Anna Oprescu, FCLC '09
Anna Oprescu is a 2009 alumna of Fordham College at Lincoln Center.
Anna Oprescu, FCLC '09, is committed to improving the lives of the poor, the medically uninsured and the ill. "I grew up in a primarily Hispanic neighborhood that has a large medically underserved population," says Oprescu, a four-recipient of the Robert E. Campbell Endowed Scholarship and a Campion Scholar. "Many people there are not very well off. They don't have access to many opportunities or medical care. I feel that I need to work with people like them."
What attracted Oprescu most about Fordham was the University’s philosophy of cura personalis (care for the whole person)—a phrase she first heard from her mother, who earned her master’s degree in social work at the University’s Graduate School of Social Service while Oprescu was in high school.
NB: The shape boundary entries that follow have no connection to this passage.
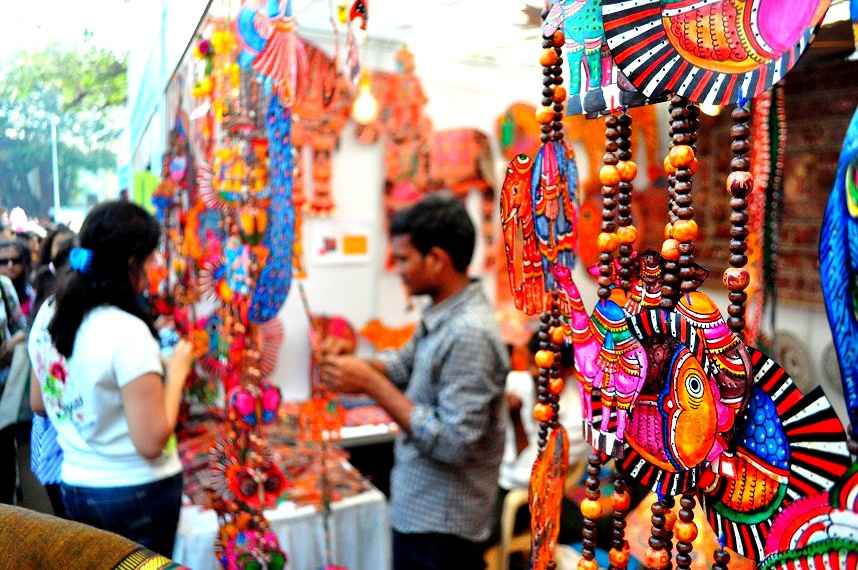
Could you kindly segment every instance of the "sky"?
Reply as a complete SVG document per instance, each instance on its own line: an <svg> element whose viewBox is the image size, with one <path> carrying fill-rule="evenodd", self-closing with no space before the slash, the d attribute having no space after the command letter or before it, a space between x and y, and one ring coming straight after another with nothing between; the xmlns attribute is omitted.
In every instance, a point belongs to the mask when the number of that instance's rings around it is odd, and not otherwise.
<svg viewBox="0 0 858 570"><path fill-rule="evenodd" d="M150 0L151 1L151 0ZM39 49L52 42L74 46L84 40L117 53L128 49L128 0L38 0L3 3L0 58L19 50Z"/></svg>

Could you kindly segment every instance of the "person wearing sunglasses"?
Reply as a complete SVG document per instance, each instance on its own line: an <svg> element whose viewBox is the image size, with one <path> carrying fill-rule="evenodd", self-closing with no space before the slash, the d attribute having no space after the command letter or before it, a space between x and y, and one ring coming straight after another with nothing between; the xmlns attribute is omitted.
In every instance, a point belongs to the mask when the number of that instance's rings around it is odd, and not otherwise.
<svg viewBox="0 0 858 570"><path fill-rule="evenodd" d="M30 285L32 257L30 246L19 240L0 242L0 275L8 277L15 285L15 294L24 317L30 315L36 293Z"/></svg>

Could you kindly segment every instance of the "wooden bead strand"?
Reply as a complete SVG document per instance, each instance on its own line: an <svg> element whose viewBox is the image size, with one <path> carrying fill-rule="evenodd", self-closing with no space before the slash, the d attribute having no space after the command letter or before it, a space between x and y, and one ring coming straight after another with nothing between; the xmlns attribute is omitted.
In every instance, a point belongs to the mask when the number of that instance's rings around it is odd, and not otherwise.
<svg viewBox="0 0 858 570"><path fill-rule="evenodd" d="M724 286L729 291L730 315L727 324L737 335L745 330L745 301L748 295L745 289L750 282L750 274L745 267L748 263L748 195L754 187L751 177L751 111L747 106L737 105L732 113L733 126L730 129L730 149L733 159L730 161L730 175L727 177L727 191L730 193L730 267L724 271Z"/></svg>
<svg viewBox="0 0 858 570"><path fill-rule="evenodd" d="M694 550L694 539L697 538L698 528L694 522L694 493L685 493L679 500L679 521L673 527L676 537L676 569L691 568L691 552Z"/></svg>
<svg viewBox="0 0 858 570"><path fill-rule="evenodd" d="M664 169L667 174L668 183L668 224L664 231L664 242L661 246L661 257L663 259L662 267L662 288L661 288L661 303L660 305L666 309L672 309L679 297L680 280L679 280L679 242L673 237L673 226L680 219L679 213L689 213L688 210L683 210L684 206L680 206L679 197L676 190L677 178L676 167L673 164L671 155L677 147L687 147L690 142L688 137L688 109L684 97L674 95L670 99L670 152L664 159ZM685 153L687 154L687 153ZM679 151L677 151L677 157ZM686 198L681 201L685 203Z"/></svg>
<svg viewBox="0 0 858 570"><path fill-rule="evenodd" d="M610 115L605 118L605 154L602 156L602 168L599 170L599 182L602 183L602 231L598 237L599 247L599 299L605 301L611 296L614 283L614 251L619 246L617 236L617 186L620 183L619 120Z"/></svg>
<svg viewBox="0 0 858 570"><path fill-rule="evenodd" d="M542 107L536 113L540 123L542 144L563 140L563 103L566 89L563 87L563 46L566 38L560 30L542 37Z"/></svg>
<svg viewBox="0 0 858 570"><path fill-rule="evenodd" d="M539 351L536 353L536 366L539 376L536 383L536 405L533 406L533 419L539 424L539 449L545 448L548 433L556 419L555 406L549 392L552 368L555 366L557 352L551 342L552 309L542 313L539 322Z"/></svg>
<svg viewBox="0 0 858 570"><path fill-rule="evenodd" d="M632 223L632 181L637 176L638 167L632 160L632 118L628 113L617 117L617 171L620 181L617 184L617 241L619 242L620 287L629 292L634 279L635 262L632 259L637 228Z"/></svg>
<svg viewBox="0 0 858 570"><path fill-rule="evenodd" d="M721 540L723 540L723 538ZM712 570L729 570L730 553L724 548L723 542L715 551L713 558L714 562L712 563Z"/></svg>
<svg viewBox="0 0 858 570"><path fill-rule="evenodd" d="M669 509L659 498L652 504L651 510L652 529L648 548L644 555L644 565L650 570L665 570L670 566L670 554L667 550L667 541L664 539L665 525L667 524L665 514Z"/></svg>
<svg viewBox="0 0 858 570"><path fill-rule="evenodd" d="M611 550L608 561L611 570L625 570L629 564L629 543L626 540L626 515L632 504L623 475L618 471L614 478L614 494L611 497Z"/></svg>
<svg viewBox="0 0 858 570"><path fill-rule="evenodd" d="M581 501L581 516L583 529L581 531L581 559L578 560L578 570L598 570L596 562L596 520L602 514L599 502L599 473L602 471L602 458L595 451L587 460L587 478L584 481L586 498Z"/></svg>

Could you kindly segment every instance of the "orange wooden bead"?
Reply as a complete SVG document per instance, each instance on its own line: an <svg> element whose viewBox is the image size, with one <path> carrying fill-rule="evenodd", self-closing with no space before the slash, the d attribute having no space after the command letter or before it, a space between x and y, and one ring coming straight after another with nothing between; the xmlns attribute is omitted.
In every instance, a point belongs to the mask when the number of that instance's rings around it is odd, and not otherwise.
<svg viewBox="0 0 858 570"><path fill-rule="evenodd" d="M698 235L697 222L694 220L676 220L673 222L673 237L679 241L694 241Z"/></svg>
<svg viewBox="0 0 858 570"><path fill-rule="evenodd" d="M624 182L631 182L638 175L638 165L634 160L621 160L617 163L617 170Z"/></svg>
<svg viewBox="0 0 858 570"><path fill-rule="evenodd" d="M676 513L672 510L667 510L664 513L664 528L666 530L673 530L674 525L676 524Z"/></svg>
<svg viewBox="0 0 858 570"><path fill-rule="evenodd" d="M596 246L602 253L610 253L617 249L618 245L619 240L617 239L617 234L602 232L599 234L599 237L596 238Z"/></svg>
<svg viewBox="0 0 858 570"><path fill-rule="evenodd" d="M697 525L693 521L677 521L673 527L673 536L682 542L694 542L694 539L697 538Z"/></svg>
<svg viewBox="0 0 858 570"><path fill-rule="evenodd" d="M614 493L613 496L611 496L611 502L614 505L615 511L626 511L632 504L632 498L626 492Z"/></svg>
<svg viewBox="0 0 858 570"><path fill-rule="evenodd" d="M647 568L657 568L661 570L662 568L667 568L667 564L670 562L670 557L667 555L666 550L655 550L652 547L646 549L646 554L644 554L644 565Z"/></svg>
<svg viewBox="0 0 858 570"><path fill-rule="evenodd" d="M541 125L547 125L554 120L554 109L551 107L540 107L536 112L536 120Z"/></svg>
<svg viewBox="0 0 858 570"><path fill-rule="evenodd" d="M554 48L545 48L539 56L539 63L543 67L550 67L557 63L557 57L557 52L554 51Z"/></svg>
<svg viewBox="0 0 858 570"><path fill-rule="evenodd" d="M611 562L611 566L616 566L617 568L625 568L629 563L629 551L625 548L623 550L617 550L616 548L612 548L608 553L608 559Z"/></svg>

“In the support I received from professors and administrators, Fordham surpassed my expectations,” she says. “Fordham creates many opportunities for students to find their purpose.”
Oprescu quickly found her way at Fordham through her premedical curriculum in psychology and Fordham’s various outreach programs. She took part in a 10-day service-immersion project, helping homeless and impoverished residents in Philadelphia, Pa., and Camden, N.J., through the University’s Global Outreach program. “I helped prepare food and clothing for those in need,” she says, “and got to know them as human beings and to understand their situations.”
In summer 2007, she volunteered daily in the Bellevue Hospital emergency room, which helped reinforce her desire to help the less fortunate. “I met doctors, nurses and social workers who are dedicating their lives as men and women for others. They’re not just providing emergency room care," she says. “They are going the extra distance for their patients.”
During her junior year, Oprescu earned a research fellowship from the University's St. Edmund Campion Institute and spent the summer between her junior and senior years conducting neuroimmunology research at the renowned Mayo Clinic in Minnesota. On campus, she has served as a general assembly member of the Commuting Students Association and participated in the Fordham Advocates Cultural Enrichment (FACE) program, which promotes cross-cultural understanding.
After graduating from Fordham with a bachelor's degree in psychology, she headed to Romania, her mother’s native country, to lead a service-immersion project. She says she’s interested in working as a physician with either Doctors Without Borders or the Peace Corps, and ultimately would like to end up in Romania working with and for the HIV-positive youth there.
“I believe the way for me to follow my calling is to earn a medical degree,” Oprescu says. “I want to work with people who don’t have access to proper medical care. I want to be of service to those who don’t have the privileges I’ve been given.”